That history matters when you listen to Zachary Jackowski, the head of the Atlas program at Boston Dynamics, speak about the future of humanoid robots. Jackowski is not selling a distant dream. He’s positioning Atlas as the product of decades of accumulated engineering knowledge. While he acknowledges that the current Atlas remains a research platform, he emphasizes that Boston Dynamics has been “hard at work” developing a true product version—one designed to be simpler, more robust, and more practical than anything the company has built before.
According to Jackowski, this next-generation Atlas will be water-resistant, capable of operating in environments ranging from minus four to 104 degrees Fahrenheit, and suitable for real industrial conditions—not just carefully staged demos. More strikingly, he claims that Hyundai and Boston Dynamics are assembling what may be the most comprehensive dataset in the world for training humanoid robots in manufacturing tasks. Hyundai’s automotive operations are expected to play a dual role: not only deploying these robots, but actively manufacturing them inside a dedicated robotics factory with the capacity to produce as many as 30,000 Atlas units per year.
None of this guarantees success. It is, inevitably, still hype. Corporate robotics announcements always blur the line between genuine progress and strategic messaging. Some of this rhetoric is undoubtedly aimed at calming executives and investors eager to reduce labor costs. Some of it is designed to attract early corporate customers curious—but cautious—about humanoid automation. Still, the key difference is that Hyundai’s narrative is grounded in existing factories, existing production systems, and an established robotics company with a long, documented track record.
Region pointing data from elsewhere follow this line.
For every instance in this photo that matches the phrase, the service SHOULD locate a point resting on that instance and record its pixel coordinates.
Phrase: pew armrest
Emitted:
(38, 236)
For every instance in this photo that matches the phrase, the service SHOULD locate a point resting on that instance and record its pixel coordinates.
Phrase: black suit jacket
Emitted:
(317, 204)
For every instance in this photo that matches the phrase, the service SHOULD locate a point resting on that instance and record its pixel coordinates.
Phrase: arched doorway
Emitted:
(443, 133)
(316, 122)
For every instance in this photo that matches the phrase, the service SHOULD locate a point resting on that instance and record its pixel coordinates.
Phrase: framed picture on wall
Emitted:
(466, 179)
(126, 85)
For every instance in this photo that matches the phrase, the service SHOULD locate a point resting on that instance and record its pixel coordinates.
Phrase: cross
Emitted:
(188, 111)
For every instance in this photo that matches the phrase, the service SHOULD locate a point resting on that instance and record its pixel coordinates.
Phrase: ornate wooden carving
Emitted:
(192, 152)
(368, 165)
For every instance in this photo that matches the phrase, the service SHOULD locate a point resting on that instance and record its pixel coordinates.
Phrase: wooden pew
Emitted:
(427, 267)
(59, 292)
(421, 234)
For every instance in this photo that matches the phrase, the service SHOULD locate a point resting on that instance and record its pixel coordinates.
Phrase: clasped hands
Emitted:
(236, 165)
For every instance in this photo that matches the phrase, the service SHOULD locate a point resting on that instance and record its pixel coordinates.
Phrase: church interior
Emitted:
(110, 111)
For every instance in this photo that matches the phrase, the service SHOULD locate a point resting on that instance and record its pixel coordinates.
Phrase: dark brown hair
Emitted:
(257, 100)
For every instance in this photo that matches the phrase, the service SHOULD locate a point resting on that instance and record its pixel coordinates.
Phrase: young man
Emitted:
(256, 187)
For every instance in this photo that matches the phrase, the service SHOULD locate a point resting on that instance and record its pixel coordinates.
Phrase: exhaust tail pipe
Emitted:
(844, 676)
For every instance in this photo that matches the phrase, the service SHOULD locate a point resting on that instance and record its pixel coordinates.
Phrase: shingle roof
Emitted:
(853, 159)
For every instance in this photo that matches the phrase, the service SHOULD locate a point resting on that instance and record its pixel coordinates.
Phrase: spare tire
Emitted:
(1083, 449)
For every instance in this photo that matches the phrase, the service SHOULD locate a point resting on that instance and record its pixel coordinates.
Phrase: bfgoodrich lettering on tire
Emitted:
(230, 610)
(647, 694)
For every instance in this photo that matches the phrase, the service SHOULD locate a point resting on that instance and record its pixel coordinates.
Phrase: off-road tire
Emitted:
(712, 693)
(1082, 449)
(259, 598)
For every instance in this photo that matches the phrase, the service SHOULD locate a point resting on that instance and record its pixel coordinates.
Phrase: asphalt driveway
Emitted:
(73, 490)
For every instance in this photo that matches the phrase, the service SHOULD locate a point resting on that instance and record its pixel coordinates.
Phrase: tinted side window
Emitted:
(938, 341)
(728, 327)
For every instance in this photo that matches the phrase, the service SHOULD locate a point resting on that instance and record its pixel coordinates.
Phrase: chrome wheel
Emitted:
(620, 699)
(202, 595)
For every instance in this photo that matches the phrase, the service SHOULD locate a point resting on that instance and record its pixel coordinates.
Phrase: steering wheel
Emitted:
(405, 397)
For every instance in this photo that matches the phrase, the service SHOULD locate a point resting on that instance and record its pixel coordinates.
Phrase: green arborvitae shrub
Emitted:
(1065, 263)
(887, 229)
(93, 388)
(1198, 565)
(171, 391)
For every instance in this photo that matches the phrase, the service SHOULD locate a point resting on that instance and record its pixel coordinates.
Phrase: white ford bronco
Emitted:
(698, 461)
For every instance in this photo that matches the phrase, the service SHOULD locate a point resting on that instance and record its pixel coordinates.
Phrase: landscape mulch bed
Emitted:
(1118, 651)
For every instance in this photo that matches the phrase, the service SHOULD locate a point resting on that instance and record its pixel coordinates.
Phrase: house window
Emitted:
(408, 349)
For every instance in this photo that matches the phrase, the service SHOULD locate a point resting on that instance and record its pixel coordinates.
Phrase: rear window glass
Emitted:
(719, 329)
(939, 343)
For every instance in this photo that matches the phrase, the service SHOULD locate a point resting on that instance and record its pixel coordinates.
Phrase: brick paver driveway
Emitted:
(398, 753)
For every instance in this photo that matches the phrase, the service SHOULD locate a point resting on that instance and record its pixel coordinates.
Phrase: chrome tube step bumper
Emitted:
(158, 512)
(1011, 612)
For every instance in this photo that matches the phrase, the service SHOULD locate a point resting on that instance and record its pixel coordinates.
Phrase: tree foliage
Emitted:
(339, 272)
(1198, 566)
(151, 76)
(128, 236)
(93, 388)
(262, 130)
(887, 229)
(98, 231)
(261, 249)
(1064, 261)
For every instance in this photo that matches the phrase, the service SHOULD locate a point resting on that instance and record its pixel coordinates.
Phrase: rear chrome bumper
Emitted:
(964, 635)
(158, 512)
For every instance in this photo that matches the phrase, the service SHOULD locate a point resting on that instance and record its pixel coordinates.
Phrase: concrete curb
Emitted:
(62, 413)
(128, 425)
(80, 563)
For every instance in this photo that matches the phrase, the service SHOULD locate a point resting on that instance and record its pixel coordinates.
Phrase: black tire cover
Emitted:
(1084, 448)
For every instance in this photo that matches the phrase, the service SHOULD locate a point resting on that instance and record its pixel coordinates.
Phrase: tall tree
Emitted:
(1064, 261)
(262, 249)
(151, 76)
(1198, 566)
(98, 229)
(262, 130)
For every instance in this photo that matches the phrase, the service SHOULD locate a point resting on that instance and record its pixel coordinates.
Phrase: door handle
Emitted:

Musk’s incentives, meanwhile, are unusually transparent. He only receives the full value of his enormous, controversial compensation package if Tesla deploys one million Optimus robots. That context casts his ever-expanding claims in a different light. Back in 2024, Tesla suggested Optimus robots would be performing real work in Tesla factories by 2025 and sold to outside companies by 2026. Those timelines have already slipped. Yet Musk’s vision keeps growing, not shrinking. As recently as November, he likened Optimus ownership to having a personal C-3PO or R2-D2—a cultural shorthand for robots as loyal, omnipresent companions rather than industrial machines.
If Tesla doesn’t inspire unqualified trust, Hyundai shouldn’t either. Hyundai is a chaebol—a massive South Korean conglomerate with deep political entanglements, a history of scandals, and immense structural power. These are not benevolent actors. When corporations talk about deploying humanoid robots at scale, they are also talking—implicitly—about reshaping labor markets, weakening worker leverage, and consolidating wealth in unprecedented ways.
So the real question isn’t whether you should cheer for Tesla or Hyundai. It’s not about picking heroes or villains. The more revealing question is this: when two industrial giants promise a future filled with humanoid robots and extraordinary profits, which story feels more grounded in reality—and which feels like it depends entirely on belief?